Estes dados podem igualmente contribuir para aperfeiçoar os objetivos volumétricos da reconstrução, de modo a evitar uma correção excessiva suscetível de aumentar as complicações biológicas.
8. Nível de evidência, limitações e transparência
Esta publicação corresponde a um estudo observacional retrospetivo, constituindo um nível de evidência intermédio inferior ao de um ensaio clínico randomizado e controlado.
A coorte analisada é relativamente importante para este tipo de avaliação clínica, com 221 procedimentos de reconstrução óssea. No entanto, várias limitações devem ser consideradas.
A natureza retrospetiva expõe o estudo a um risco de viés de seleção e limita o controlo das variáveis de confusão. Além disso, os grupos autógeno e alogénico apresentavam algumas diferenças iniciais, nomeadamente quanto ao tipo e à extensão dos defeitos ósseos.
Não é mencionado qualquer conflito de interesses específico dos autores nos elementos fornecidos. Os dados disponíveis não permitem aprofundar esta questão.
9. Pontos-chave do estudo
- Tipo de estudo: Estudo observacional retrospetivo.
- Nível de evidência: Moderado.
- População analisada: 164 pacientes.
- Número de enxertos ósseos: 221 procedimentos de aumento.
- Distribuição dos enxertos: 151 blocos alogénicos e 70 blocos autógenos.
- Duração média do seguimento: 3,5 anos.
- Critério principal avaliado: Ocorrência de complicações após aumento ósseo alveolar.
- Resultado principal: As complicações foram mais frequentes com os blocos autógenos.
- Fatores de risco independentes: Tabagismo, sobrecontorno, aumento vertical > 2,55 mm e utilização de blocos autógenos.
- Conclusão científica: As complicações permanecem globalmente pouco frequentes, mas determinadas características cirúrgicas aumentam significativamente a sua probabilidade.
- Possíveis limitações: Estudo retrospetivo, ausência de randomização e diferenças entre os grupos.
10. Impacto científico
Este estudo fornece uma contribuição original para a literatura sobre enxertos ósseos pré-implantares, ao abordar não apenas o tipo de material utilizado, mas também a morfologia da reconstrução obtida.
A identificação de um limiar de 2,55 mm para o aumento vertical representa um elemento interessante para a reflexão clínica, embora este valor deva ser confirmado por outros estudos prospetivos.

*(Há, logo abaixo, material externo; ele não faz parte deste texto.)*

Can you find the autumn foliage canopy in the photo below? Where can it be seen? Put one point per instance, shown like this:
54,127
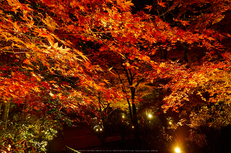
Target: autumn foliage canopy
63,55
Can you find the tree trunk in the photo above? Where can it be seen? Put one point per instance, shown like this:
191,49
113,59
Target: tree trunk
6,111
135,120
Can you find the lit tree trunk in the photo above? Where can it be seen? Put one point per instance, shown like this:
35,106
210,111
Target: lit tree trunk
6,111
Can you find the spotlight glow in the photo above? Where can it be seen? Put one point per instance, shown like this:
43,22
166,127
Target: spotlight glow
177,150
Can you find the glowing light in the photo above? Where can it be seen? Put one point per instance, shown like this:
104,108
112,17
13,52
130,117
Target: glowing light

Os resultados reforçam igualmente a importância do planeamento tridimensional das reconstruções ósseas e do controlo dos volumes reconstruídos. O estudo destaca um fator técnico — o sobrecontorno — raramente quantificado com tanta precisão nas publicações clínicas.
Para além da comparação entre enxertos autógenos e alogénicos, este trabalho contribui para uma melhor compreensão dos determinantes cirúrgicos suscetíveis de influenciar a cicatrização e a estabilidade das reconstruções ósseas antes da implantação.
11. Conclusão editorial
Este estudo retrospetivo sugere que as complicações após aumento da crista alveolar permanecem relativamente raras quando os protocolos cirúrgicos são corretamente dominados. Contudo, os dados apresentados chamam a atenção para vários fatores de risco modificáveis, em particular o tabagismo, o aumento vertical significativo e o sobrecontorno do enxerto. Para o clínico envolvido na reconstrução óssea pré-implantar, estas observações recordam a importância de um planeamento cirúrgico ponderado e respeitador da anatomia óssea envolvente.